Just look at the monstrous burdens women are hauling – luggage-sized sacks covered in weapons-grade hardware. Is it a subconscious form of emergency preparedness? Are they packing a year’s supply of jerky and vitamins in an all-weather tent?

Shocking preliminary anecdotal evidence shows that many have no idea what they’ve got in their purses. “I hate these big purses where you have to root around,” the woman in front of me complained to the cashier as the lineup lengthened behind her.

Who made her carry this big purse she hates? Why not go all the way and fill up a shopping cart to push around? Maybe this big-bag trend is like the droopy-drawered boys taking their unfortunate style from prisoners. Fashion has absorbed the look from the street, from homeless people who carry everything they own because they have no choice.

I’ve heard tell that a purse can represent a sense of security. Flimsier sources of confidence can be found in the macro economy. I had trouble believing there was any surprise at the fall of two U.S. financial institutions with the solid names of Fannie Mae and Freddie Mac. They sound like your ol’ aunt and uncle or chicken franchises. Was that how they operated?

“I’ll have an order of wings – oh yeah, and a mortgage.”

Of course, the U.S. bailouts went to the lenders, not to the poor chumps who didn’t realize that their only function is to assist in the corporate privatization of public funds.
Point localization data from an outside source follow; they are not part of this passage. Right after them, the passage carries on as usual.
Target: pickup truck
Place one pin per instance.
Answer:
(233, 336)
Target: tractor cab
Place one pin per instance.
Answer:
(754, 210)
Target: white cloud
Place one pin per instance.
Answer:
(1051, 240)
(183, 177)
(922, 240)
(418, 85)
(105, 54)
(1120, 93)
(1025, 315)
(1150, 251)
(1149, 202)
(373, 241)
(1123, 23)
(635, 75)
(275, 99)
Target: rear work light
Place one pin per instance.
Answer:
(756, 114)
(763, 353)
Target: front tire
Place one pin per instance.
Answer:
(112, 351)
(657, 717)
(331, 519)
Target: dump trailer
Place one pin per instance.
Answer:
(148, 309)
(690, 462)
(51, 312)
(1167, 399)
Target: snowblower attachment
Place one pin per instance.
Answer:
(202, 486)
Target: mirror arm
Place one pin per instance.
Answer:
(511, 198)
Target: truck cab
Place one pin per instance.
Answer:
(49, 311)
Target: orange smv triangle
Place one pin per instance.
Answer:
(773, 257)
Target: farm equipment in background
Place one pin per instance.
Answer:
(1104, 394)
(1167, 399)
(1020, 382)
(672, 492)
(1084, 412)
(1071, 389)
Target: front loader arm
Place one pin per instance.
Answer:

The whole world is being sucked into the brutal vortex created by speculators and hoarders. Many lucky Canadians are busy puffing portfolios for their glorious post-employment lives as full-time consumers. Planning is equated with superior intelligence.

It makes about as much sense as carrying a purse full of junk you could do without.

Planned lives are smashed by swipes of fate all the time. Economic blows are predictable in a ridiculous, rigged, artificial system. Wanting to hang onto something material is a common human response.

I myself am paying the price of trusting in my own industrious plan that saw me spend six months building, stitch by stitch, a dress that I could live in.

I carefully folded it away for the summer in a suitcase swabbed in cedar oil. I got those pheromone traps that pulled in clothing moths from the whole neighbourhood. First crisp fall day, I opened the suitcase, put on the dress and touched a bit of fluff that opened into big holes chewed right in the front.

Now the dress I was depending on is ruined by lumpy scars. Still, I’m cooking an old blouse in a pot of bright curry to go with it.

Gotta hang onto the clothes on my back. Especially now that my Third World symbol of wealth, my gold tooth, has been lost to ever-dependable chaos.